Skyler stopped her car and stared forward.
What? She asked the light, “Go? It doesn’t say ‘go,’”
She turned her gaze to a yield sign that smiled. Angry, she hit the gas and slipped on the road. The median turned into a line as her speed increased. A new emotion filled her: rage.
“You know you should listen more in English class. These things have odd predictability about them. It’s almost like they are and were alive.”
“Shut up!” she said to herself. “The only things that are predictable are equations. There are answers. I know there are!” Her emotions amplified more and more.
“Have you ever tried, “Undefined? That there are two different answers to the same input?”
I’m arguing with my own thoughts. I can’t think!
“Don’t worry, the last time a girlie was on the list it was just as cliche. You’re nothing special. A flame. A fly. A contradiction through time.”
Skyler passed another yield sign. She felt her insides turn in emotional rolls. She parked her car on the side of the street and ran into the woods. She didn’t know why.

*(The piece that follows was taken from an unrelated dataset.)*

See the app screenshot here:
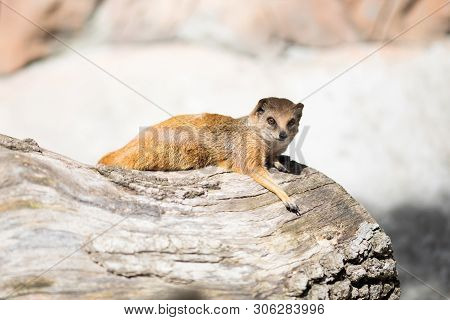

Her legs pumped through the brush. Trees slashed her as thorns ripped into her autumn capris. She started screaming. Each feeling from her head to her body was alive with energy she’d never experienced before.
The car didn’t stop.
Tony slammed into Skyler. He saw the woman’s body fly over his hood. Not wanting a lawsuit, he was prepared to pay, but it ruined his afternoon. The satellites were all up. He had control over the entire grid of the world as his employees translated it onto a supercomputer.
The woman began to stand up covered in blood with a patch of the skull showing. She didn’t move.
“Can I help you, ma’am? Are you okay? If you don’t mind, I can pay you any amount of money to say you fell on your own,” he said to Skyler.
“But the Lord came down to see the city and the tower which the sons of men had built. And the Lord said, “Indeed the people are one and they all have one language, and this is what they begin to do; now nothing that they propose to do will be withheld from them,” Skyler said. Her smile went up, and she walked toward Tony who became paralyzed with fear from her appearance.
“A man in a box,” she said, staring at the yield sign, “hope in a box.”
“L-look,” Tony said. I’ll give you the car, everything, let’s get this meeting over with. I’ll give you anything. Say it!”
“I want the box. The one in on the dashboard.”
“I-I can’t give you that,” Tony said, wiping fear off of his brow.
“I can’t seem to give you anything, “Come, let Us go down and there confuse their language, that they may not understand one another’s speech.”
Tony began to choke on his words. He slurred them and pushed them out with the effort of one masturbating with his head in a plastic bag.
The thrill of being human.
“Give me the box. I’ve already killed the girl to enter from which a human cannot define, or zero. As it was said last time, “ let Us go down and there confuse their language, that they may not understand one another’s speech.”
Tony ran to his car and grabbed the controller to the world.
“What a good man,” the voice said, a low note of Skyler’s voice. “I wouldn’t want to burden you.”
Dead Skyler took the controls and smashed it over and over. Every power grid fell, every server, frying, frying, frying until the world went black. Nations began to blame each other. They fought in what they had left.
So the sun went down at the dawn of a new Dark Age.
“Try again, you pesky beings!” He grinned. "Blah, blah, blah."